시안산에 의한 신장 혈관간세포의 자멸사

김지열,김양수,홍기연,어완규,최영식 고신대학교의과대학 2007 고신대학교 의과대학 학술지 Vol.22 No.1

To investigate the mechanism of cyanate-induced apoptosis in kidney mesangial cells, mesangial cells were treated with 0.01-40 mmol/L cyanate. There was a dose-dependent decrease in cell viability by cyanate.

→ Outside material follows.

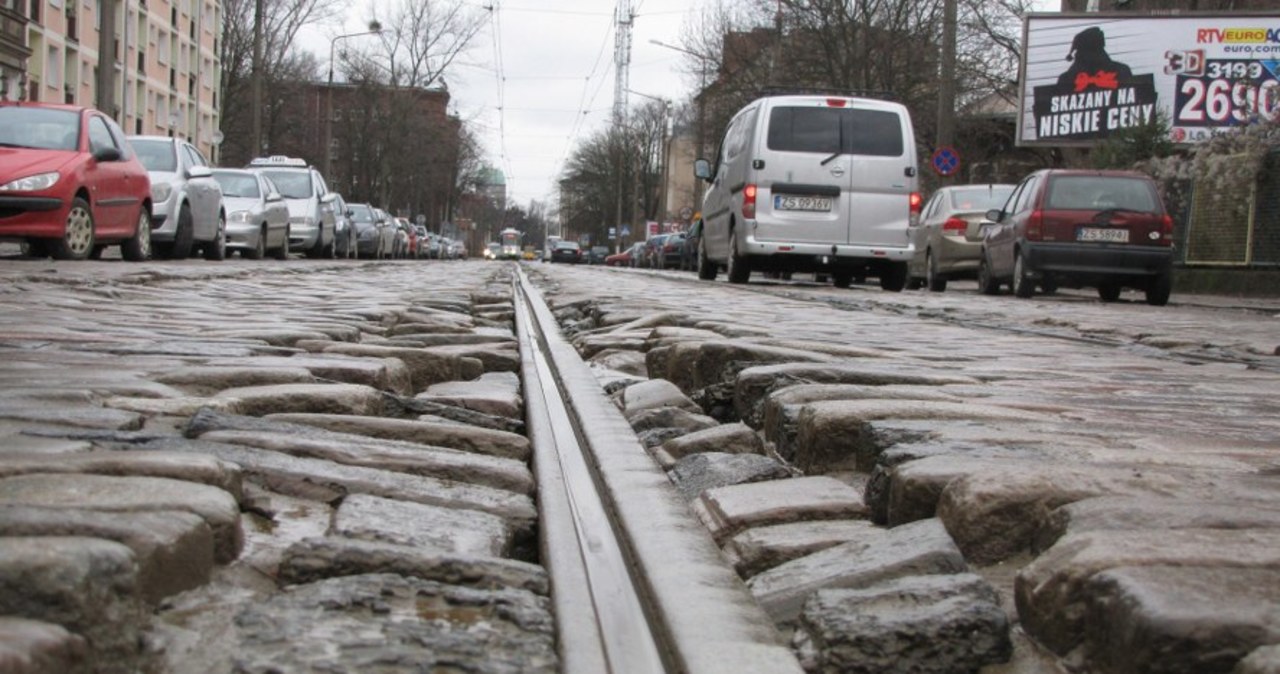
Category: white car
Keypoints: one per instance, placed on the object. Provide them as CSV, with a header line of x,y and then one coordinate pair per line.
x,y
187,210
312,223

Substantial morphological changes were observed in mesangial cells when they were treated with cyanate. Mesangial cells were detached and floated to the top of the culture dish and monolayer was not formed. Although cyanate had no effect on the DNA fragmentation, cyanate induced PARB fragmentation, and activation of caspase-3 and caspase-8 And cyanate induced the decrease of Bcl-2 and cIAP expression under the Western blot analysis. These results suggest that cyanate can induce apoptosis by activating pro-apoptotic signals. Apoptosis in kidney mesangial cells induced by cyanate may play a role pathogenesis of renal diseases. According to these results, cyanate form urea must be viewed as a strong uremic toxin, rather than a surrogate. Early targeting dialysis doses specifically to cyanate and urea concentrations may be more important in patients with renal diseases.